General Procedure for Template-Directed Meta-C–H Olefination of Alcohols

A 10 mL sealed tube was charged with substrate (0.2 mmol, 1.0 equiv), olefin (3.0 equiv), Pd(OAc)2 (10 mol %), Ac-Gly-OH (20 mol %), AgOAc (3.0 equiv), and HFIP (2 mL). The tube was then sealed and submerged into a preheated 80 °C oil bath. The reaction mixture was stirred at 80 °C for 18 h. After being cooled to room temperature, the reaction mixture was diluted with EtOAc and filtered through a short pad of Celite. The filtrate was concentrated in vacuo, and the resulting residue was purified by preparative TLC using EtOAc/hexanes as the eluent to give the desired product. The positional selectivity was determined by GC–MS with a flame ionization detector.

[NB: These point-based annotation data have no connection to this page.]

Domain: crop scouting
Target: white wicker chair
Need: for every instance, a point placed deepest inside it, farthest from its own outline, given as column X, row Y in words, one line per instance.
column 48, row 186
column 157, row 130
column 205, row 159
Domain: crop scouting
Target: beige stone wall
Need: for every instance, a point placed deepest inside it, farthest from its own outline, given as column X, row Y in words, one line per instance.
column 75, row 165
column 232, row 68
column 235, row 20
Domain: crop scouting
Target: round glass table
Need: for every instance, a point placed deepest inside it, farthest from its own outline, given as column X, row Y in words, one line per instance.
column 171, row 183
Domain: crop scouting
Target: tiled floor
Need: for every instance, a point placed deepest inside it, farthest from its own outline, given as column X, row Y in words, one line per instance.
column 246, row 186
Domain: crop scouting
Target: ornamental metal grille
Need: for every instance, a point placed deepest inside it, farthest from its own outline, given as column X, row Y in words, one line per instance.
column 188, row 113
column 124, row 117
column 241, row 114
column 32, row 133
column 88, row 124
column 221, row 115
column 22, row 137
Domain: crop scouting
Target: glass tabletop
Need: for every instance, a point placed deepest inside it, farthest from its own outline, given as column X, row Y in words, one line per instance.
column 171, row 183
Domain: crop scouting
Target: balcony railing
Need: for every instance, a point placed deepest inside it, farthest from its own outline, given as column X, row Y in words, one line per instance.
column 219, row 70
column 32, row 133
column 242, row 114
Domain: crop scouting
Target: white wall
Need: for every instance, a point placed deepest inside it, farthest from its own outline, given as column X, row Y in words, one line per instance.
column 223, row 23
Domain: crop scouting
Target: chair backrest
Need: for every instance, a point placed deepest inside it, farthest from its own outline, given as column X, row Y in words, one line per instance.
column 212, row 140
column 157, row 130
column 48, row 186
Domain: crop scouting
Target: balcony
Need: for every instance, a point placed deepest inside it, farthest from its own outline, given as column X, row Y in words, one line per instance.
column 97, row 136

General Procedure for Template-Directed Meta-C–H Iodination of Alcohols

A 10 mL sealed tube was charged with substrate (0.2 mmol, 1.0 equiv), DIH (1.0 equiv), Pd(OAc)2 (10 mol %), TFA-Gly-OH (20 mol %), AgOAc (0.5 equiv), HOAc (0.4 mL), and HFIP (1.6 mL). The tube was then sealed and submerged into a preheated 80 °C oil bath. The reaction mixture was stirred at 80 °C for 18 h. After being cooled to room temperature, the reaction mixture was diluted with EtOAc and filtered through a short pad of Celite. The filtrate was concentrated in vacuo, and the resulting residue was purified by preparative LC–MS to give the desired product. The positional selectivity was determined by GC–MS with a flame ionization detector.